Brigitte Zieger, Shooting Wallpaper, 2006, vidéo, 9min30. Vue de l'exposition « METAMATIC Reloaded » au musée Tinguely à Bâle (Suisse) du 23 octobre 2013 au 26 janvier 2014Brigitte Zieger, Shooting Wallpaper, 2006, vidéo, 9min30. Vue de l'exposition « METAMATIC Reloaded » au musée Tinguely à Bâle (Suisse) du 23 octobre 2013 au 26 janvier 2014

La particularité d’une œuvre comme celle-ci est d’inciter le spectateur à s’approcher. D’abord parce que la répétition de l’ensemble formé par les saynètes invite à prendre en compte tous les éléments du motif qui le compose. Puis en raison de la profondeur donnée à l’œuvre, qui modifie l’échelle des groupes de personnages, et donc leur perception. Le premier plan sert donc d’accroche appelant les spectateurs à porter ensuite leur attention sur les scènes brodées à l’arrière-plan. Le spectateur passe ainsi par trois étapes pour faire l’expérience de l’œuvre. Pour débuter, il aperçoit la toile présente dans l’espace dans lequel il se trouve, n’y prêtant pas son attention car il n’est pas venu dans ce but. Son œil est naturellement saisi en un instant par l’ensemble des éléments qui l’entoure. Puis, le temps jouera son rôle sur le spectateur. Plus ce dernier restera dans ce même espace, plus il désirera voir de plus près les éléments qu’il a aperçus auparavant. Ce second moment constitue la deuxième étape de l’expérience. On peut emprunter à Virginie Otth sa comparaison entre le voir et le regarder pour définir cette deuxième étape comme celle du voir et mettre en avant la troisième étape de l’expérience que sera l’observer.

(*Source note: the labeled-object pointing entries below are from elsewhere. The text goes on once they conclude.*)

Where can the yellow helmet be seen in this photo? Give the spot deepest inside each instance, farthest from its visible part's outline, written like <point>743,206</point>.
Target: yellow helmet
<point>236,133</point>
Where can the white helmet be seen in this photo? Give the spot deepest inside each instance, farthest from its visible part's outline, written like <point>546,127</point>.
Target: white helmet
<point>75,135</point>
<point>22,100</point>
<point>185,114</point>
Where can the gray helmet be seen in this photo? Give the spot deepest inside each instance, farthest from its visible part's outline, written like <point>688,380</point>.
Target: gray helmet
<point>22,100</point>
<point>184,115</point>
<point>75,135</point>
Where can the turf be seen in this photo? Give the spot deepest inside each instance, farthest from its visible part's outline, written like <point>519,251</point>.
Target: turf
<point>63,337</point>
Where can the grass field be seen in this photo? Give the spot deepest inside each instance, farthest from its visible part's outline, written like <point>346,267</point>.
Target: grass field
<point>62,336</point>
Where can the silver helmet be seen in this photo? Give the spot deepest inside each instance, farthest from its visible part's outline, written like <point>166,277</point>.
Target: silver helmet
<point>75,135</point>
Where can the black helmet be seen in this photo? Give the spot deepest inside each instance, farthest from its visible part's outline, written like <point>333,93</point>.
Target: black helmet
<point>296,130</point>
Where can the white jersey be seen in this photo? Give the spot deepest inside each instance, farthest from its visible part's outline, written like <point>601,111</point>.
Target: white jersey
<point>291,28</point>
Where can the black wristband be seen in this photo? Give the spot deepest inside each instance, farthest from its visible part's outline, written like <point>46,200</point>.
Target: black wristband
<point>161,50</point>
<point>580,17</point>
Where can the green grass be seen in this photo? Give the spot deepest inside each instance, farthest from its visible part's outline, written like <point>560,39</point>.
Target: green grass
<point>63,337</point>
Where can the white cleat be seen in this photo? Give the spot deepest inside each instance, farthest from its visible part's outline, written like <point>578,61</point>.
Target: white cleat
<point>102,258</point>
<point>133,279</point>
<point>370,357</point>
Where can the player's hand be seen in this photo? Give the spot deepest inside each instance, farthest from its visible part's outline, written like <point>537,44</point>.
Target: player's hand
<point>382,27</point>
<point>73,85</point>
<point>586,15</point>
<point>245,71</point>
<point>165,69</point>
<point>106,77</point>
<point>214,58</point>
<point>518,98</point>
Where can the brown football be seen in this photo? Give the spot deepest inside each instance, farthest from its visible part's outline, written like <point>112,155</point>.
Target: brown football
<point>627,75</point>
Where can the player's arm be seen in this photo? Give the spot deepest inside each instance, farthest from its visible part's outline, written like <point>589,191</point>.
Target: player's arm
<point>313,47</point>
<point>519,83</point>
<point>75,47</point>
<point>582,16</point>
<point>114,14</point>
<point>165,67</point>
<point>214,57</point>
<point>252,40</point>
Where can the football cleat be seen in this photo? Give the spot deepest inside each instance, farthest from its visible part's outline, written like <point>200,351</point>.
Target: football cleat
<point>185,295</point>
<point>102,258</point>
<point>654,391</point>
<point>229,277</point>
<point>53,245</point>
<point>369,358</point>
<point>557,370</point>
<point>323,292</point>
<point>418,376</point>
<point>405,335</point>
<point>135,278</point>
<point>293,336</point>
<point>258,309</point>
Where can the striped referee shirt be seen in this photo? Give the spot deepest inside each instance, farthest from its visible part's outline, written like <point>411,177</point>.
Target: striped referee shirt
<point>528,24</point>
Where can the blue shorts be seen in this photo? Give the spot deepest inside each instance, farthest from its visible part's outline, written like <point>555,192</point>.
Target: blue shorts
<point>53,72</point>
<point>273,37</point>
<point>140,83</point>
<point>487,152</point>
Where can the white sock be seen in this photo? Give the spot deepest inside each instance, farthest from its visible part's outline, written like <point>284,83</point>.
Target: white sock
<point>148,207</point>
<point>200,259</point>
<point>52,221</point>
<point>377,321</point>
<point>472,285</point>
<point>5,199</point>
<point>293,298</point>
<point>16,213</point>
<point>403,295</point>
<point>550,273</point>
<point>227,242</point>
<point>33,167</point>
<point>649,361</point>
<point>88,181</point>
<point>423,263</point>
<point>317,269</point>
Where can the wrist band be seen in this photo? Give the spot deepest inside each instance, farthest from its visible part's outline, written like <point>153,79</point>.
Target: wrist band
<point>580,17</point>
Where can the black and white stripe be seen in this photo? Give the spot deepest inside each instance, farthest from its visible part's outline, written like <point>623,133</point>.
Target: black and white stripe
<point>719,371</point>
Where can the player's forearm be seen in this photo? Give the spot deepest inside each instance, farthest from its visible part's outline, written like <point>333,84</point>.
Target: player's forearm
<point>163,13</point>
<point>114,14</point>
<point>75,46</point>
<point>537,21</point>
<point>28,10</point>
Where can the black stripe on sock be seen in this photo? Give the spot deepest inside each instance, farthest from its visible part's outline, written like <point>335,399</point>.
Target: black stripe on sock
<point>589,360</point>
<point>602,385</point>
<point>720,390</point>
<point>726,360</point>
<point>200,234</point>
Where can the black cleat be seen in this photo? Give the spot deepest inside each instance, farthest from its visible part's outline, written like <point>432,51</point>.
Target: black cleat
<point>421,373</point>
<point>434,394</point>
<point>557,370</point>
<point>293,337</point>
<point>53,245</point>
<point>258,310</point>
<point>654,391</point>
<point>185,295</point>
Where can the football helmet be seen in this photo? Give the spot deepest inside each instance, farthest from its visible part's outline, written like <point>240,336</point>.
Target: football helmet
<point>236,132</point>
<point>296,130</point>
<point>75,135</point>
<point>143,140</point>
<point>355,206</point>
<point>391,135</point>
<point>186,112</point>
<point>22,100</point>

Pour elle, voir consiste à accepter que notre vision se modifie continuellement. Il s’agit d’une étape préliminaire à l’acte de regarder qui vise à se recentrer sur les capacités oculaires de notre corps. Virginie Otth propose pour cela un exercice :

« Pour moi, voir s’assimile à un exercice de disponibilité, disponibilité d’esprit, d’abord ; puis une sorte de disponibilité visuelle également. Utiliser la vision périphérique, celle qui ne propose pas de cadre exactement défini. Se laisser aller à une globalité sans intention, sans préjugés. Accepter de ne rien voir en particulier. Comme un exercice de transcendance, voir en dehors de soi, se laisser aller à voir, s’abandonner à voir sans conscience. […] entrer avec la perception des sens dans le champ de vision, sans vouloir mémoriser, ou figer. Se placer dans le champ visuel sans distance précise à l’objet, puisqu’il n’y a pas de sujet, pas de hiérarchie entre les formes. Accepter que rien de tout cela ne fait sens. Ne pas faire d’image. Se mettre en état de voir, un fantasme d’ouverture au monde. » 27

À la différence du voir, le regarder vient « objectifier le regard, préciser une intention. […] Il oblige, après un bref passage de la reconnaissance du sujet, à prendre connaissance des formes, des valeurs, des couleurs, des matériaux, des proportions de celui-ci. » 28. Or, de la même manière, les artistes qui s’attachent à employer la toile de Jouy dans leurs œuvres semblent désireux de réinstaurer le regarder chez le spectateur. Au premier abord la fonction de la toile de Jouy pourrait, en effet, ne sembler qu’esthétique. Jouant de l’aspect hypnotique de la répétition mécanique des saynètes la recouvrant, la toile de Jouy détournée laissera pourtant apparaître, à quiconque s’approchant, des motifs différents de ceux que l’on retrouve sur la toile du XVIIIe siècle. Entre ces deux moments d’immersion dans la toile se créé un espace-temps qui se trouve être l’expérience. Cette définition de l’expérience n’est pas sans lien avec la façon dont l’historien de l’art Marco Costantini a décrit les deux étapes constitutives de la jouissance esthétique d’une œuvre, dans le catalogue de l’exposition « Face au mur », exposition de papiers peints d’artistes réalisée en 2011.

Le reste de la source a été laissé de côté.